Texas halting effort to keep out Syrians
Martin Cominsky leads the Houston office of Interfaith Ministries, an organization that also has experience working with refugees, and thinks the arguments made by Texas’ officials don’t make much sense.
In a suit filed Wednesday, the state says it wasn’t adequately consulted over refugee placement and asked the court system to immediately block the resettlement of any Syrian refugees in Texas.
“Though we anticipate New York City will only be a temporary home for these families while the state of Texas pursues a baseless attempt to resist their resettlement in the state, we welcome them with open arms to the city of immigrants”, de Blasio said.
The U.S. government joined an global resettlement group in asking a federal judge in Dallas to reject Texas’ request to block Syrian refugees from coming to this state.

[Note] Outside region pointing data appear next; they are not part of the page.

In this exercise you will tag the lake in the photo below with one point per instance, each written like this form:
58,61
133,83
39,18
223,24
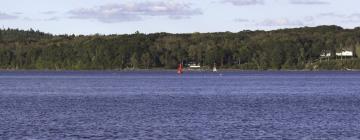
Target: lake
164,105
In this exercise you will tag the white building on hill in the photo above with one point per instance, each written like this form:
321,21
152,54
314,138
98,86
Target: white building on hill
345,54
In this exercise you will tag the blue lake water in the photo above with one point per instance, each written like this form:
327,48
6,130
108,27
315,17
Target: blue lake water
163,105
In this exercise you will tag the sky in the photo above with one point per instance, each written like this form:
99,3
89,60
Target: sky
174,16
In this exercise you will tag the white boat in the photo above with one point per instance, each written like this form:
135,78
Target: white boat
214,68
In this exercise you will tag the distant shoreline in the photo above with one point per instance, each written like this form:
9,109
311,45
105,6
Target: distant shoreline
171,70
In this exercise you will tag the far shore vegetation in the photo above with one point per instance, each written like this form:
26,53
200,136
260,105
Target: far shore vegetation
307,48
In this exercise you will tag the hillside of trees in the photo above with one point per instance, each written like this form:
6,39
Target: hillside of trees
298,48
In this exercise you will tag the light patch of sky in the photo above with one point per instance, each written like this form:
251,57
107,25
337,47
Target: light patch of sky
217,16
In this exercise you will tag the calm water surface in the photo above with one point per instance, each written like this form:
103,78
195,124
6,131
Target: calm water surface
163,105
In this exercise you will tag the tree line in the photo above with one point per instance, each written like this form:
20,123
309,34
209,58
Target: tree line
296,48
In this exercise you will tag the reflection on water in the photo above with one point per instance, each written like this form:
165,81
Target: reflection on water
163,105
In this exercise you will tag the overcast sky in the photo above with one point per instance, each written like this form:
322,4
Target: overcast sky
174,16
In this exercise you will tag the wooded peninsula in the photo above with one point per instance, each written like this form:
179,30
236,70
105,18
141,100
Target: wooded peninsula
307,48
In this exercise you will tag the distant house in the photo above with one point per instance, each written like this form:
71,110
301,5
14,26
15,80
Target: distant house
345,54
325,54
194,66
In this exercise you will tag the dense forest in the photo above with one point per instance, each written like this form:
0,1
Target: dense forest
298,48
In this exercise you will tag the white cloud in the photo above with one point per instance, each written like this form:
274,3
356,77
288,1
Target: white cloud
308,2
136,11
5,16
244,2
280,22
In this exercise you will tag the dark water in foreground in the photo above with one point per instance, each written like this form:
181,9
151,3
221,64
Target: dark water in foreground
163,105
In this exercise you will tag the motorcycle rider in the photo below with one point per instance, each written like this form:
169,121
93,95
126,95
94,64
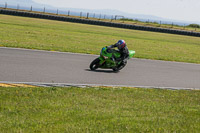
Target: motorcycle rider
123,49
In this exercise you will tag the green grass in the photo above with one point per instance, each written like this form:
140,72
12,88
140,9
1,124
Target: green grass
98,109
81,38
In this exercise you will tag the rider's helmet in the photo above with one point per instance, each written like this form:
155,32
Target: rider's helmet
121,44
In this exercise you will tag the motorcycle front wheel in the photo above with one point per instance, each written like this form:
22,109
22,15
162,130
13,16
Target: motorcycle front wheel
95,64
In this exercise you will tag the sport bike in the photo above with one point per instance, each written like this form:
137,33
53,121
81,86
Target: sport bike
107,60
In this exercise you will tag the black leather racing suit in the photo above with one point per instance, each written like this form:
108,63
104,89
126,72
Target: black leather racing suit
124,52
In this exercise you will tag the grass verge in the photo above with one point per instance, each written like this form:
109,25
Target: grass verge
81,38
98,109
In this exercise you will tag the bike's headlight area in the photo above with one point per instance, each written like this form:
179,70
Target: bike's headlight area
105,57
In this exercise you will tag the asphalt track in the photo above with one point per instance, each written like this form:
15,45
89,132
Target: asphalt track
21,65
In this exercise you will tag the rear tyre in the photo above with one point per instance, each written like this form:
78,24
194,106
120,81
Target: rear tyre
95,64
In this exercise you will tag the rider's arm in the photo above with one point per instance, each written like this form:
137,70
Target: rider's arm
112,46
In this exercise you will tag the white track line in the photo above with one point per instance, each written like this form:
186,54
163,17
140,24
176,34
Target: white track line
42,84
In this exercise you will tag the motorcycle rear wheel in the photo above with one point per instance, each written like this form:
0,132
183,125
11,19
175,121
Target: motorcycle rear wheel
95,64
119,67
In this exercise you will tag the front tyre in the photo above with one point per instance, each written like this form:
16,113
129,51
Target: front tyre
95,64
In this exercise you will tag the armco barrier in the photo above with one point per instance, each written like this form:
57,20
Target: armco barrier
96,22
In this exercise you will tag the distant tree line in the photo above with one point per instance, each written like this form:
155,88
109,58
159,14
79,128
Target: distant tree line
194,25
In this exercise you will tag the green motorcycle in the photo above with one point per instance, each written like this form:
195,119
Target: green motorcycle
105,60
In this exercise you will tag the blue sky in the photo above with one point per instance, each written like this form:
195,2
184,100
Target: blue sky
186,10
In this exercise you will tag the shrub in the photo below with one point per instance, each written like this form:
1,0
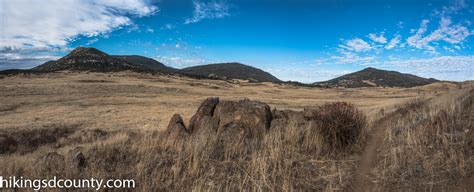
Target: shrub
338,125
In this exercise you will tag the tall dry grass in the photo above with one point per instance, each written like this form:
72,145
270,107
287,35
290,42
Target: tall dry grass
285,159
429,145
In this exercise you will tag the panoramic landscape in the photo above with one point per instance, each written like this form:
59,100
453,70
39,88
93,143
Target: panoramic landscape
167,96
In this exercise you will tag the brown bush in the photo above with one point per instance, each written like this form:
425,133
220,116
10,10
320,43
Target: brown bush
338,126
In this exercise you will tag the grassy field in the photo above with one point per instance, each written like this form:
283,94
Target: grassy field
116,120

The state says it needs to assess whether the refugees might represent a threat, especially in the wake of the Paris massacre perpetrated by ISIS militants just three weeks ago.
ACLU attorneys who filed separately on behalf of the refugee group called the Texas lawsuit “utterly meritless”. Those refugees will include twelve children between the ages of two and fifteen, four parents, two grandparents and a Syrian woman whose mother now lives in Houston. Abbott, and other governors and politicians across the US, contend that Islamic State terrorists could be among those refugees.
In a statement, Attorney General Ken Paxton said the state dropped its request for a temporary restraining order because it received more information from the federal government about the first group of Syrians scheduled to arrive next week.
The International Rescue Committee, the relief agency resettling the refugees, filed a separate lawsuit against the state asserting that Texas could not discriminate against refugees based on nationality.
By the end of the week, 21 additional Syrian refugees should be resettled in the state since the controversy broke out.
Despite Abbott’s directive, several resettlement agencies have said they plan to continue aiding Syrian refugees, and it appears the International Rescue Committee’s Dallas branch was the first scheduled to resettle any such refugees. “While we remain concerned about the federal government’s overall refugee vetting process, we must ensure that Texas has the seat at the table that the Refugee Act requires”.
Court documents by the federal government outlined plans to resettle members of the family of Faez al Sharaa, a Syrian who came to Richardson earlier this year.
The decisions in the injunction lawsuit and the various other lawsuit linked to Syrian refugee resettlement could set precedents for whether state governors have any legal means to bar resettlement.
The IRC, a non-profit agency, said in its response that a federal court rule against an emergency injunction it says could “severely harm” the work it is doing.
“It’s not clear what individual states can do to keep refugees out”.